The visit comes as some sound alarms.  Nicole Winfield and Samya Kullab (AP) report:

Infectious disease experts are expressing concern about Pope Francis’ upcoming trip to Iraq, given a sharp rise in coronavirus infections there, a fragile health care system and the unavoidable likelihood that Iraqis will crowd to see him.

No one wants to tell Francis to call it off, and the Iraqi government has every interest in showing off its relative stability by welcoming the first pope to the birthplace of Abraham. The March 5-8 trip is expected to provide a sorely-needed spiritual boost to Iraq’s beleaguered Christians while furthering the Vatican’s bridge-building efforts with the Muslim world. 

But from a purely epidemiological standpoint, as well as the public health message it sends, a papal trip to Iraq amid a global pandemic is not advisable, health experts say.

The visit has other reasons and meanings that go beyond epidemiological concerns.  AP seems unable to find that point.  Maya Gebeily (AFP) reports:

Persecution has already slashed the country's Christian community -- one of the world's oldest -- from 1.5 million in 2003 to just 400,000 today.

The 84-year-old pontiff plans to voice solidarity with them and the rest of Iraq's 40 million people during an intense week of visits nationwide.

From central Baghdad to the Shiite shrine city of Najaf, welcome banners featuring his image and Arabic title "Baba al-Vatican" already dot the streets.

From Ur, the birthplace of the Prophet Abraham in the southern desert, to ravaged Christian towns in the north, roads are being paved and churches rehabilitated in remote areas that have never seen such a high-profile visitor.

Pope Francis has an ambitious agenda for the first-ever papal visit to Iraq, including some of the country's most treasured sites. l
@AFP #PolitikoGlobal

The pope’s upcoming visit to Iraq is a “precious gift” not only for the Christians who live there, but for all those who after years of war want a return to peace and coexistence between religions, a priest who worked for eight years in the diocese of Mosul told Arab News.

“We’ve been waiting for this for a long time.
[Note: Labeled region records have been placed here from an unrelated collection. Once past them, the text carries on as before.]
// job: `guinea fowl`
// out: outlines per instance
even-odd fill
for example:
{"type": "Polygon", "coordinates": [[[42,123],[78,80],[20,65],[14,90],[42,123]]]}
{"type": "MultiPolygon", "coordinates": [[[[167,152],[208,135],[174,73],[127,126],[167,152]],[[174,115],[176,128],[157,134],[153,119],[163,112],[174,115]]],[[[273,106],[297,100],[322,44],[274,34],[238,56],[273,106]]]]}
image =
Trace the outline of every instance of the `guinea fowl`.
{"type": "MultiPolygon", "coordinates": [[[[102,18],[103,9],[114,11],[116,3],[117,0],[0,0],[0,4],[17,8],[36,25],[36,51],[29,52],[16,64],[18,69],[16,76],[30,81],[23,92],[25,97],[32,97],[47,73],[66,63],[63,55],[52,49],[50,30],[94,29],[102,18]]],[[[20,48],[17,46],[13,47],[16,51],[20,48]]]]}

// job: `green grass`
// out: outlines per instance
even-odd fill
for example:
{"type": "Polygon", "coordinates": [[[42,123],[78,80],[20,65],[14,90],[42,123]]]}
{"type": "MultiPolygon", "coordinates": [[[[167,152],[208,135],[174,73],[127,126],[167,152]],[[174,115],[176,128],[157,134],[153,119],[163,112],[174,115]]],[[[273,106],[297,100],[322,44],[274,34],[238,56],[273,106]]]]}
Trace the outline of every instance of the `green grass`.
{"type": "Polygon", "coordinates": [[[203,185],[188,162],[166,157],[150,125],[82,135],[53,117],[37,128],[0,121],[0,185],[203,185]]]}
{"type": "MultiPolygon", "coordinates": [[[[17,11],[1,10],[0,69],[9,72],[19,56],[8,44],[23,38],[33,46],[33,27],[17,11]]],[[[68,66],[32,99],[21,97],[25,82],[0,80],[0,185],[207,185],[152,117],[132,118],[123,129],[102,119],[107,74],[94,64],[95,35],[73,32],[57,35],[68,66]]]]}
Pope Francis is coming … to invite us to all be instruments of peace,” said Fr. Jalal Jako.

“Like a dove, he’ll bring a twig of peace to all the people living in this land who’ve suffered for too long.”

Jako, currently in Italy, will return to Iraq for the pope’s visit, which will begin on March 5.

In other news, Will Bunch (PHILADELPHIA INQURIER) weighs in on Joe Biden's bombing of Syria:

But I don’t understand what gives Biden — like his predecessors Trump, Barack Obama and George W. Bush — either the legal or moral authority to unilaterally launch a military attack in Syria, when there’s been no declaration of war and the only authorization of military force is nearly 20 years old in response to the 9/11 attacks. (Neither, by the way, do some Democratic Biden allies in Congress.) More importantly, I don’t understand why Biden doesn’t seem to have a plan to end that “forever war” that dates to 2001, or the never-ending presence of U.S. troops in places like Iraq since 2003, when they toppled Saddam Hussein but never left, for ever-changing and increasingly muddled reasons. The national conversation shouldn’t be about what Biden needs to do to protect our troops in Iraq but — in a world that increasingly looks nothing like 2003 — why in God’s name are they still over there?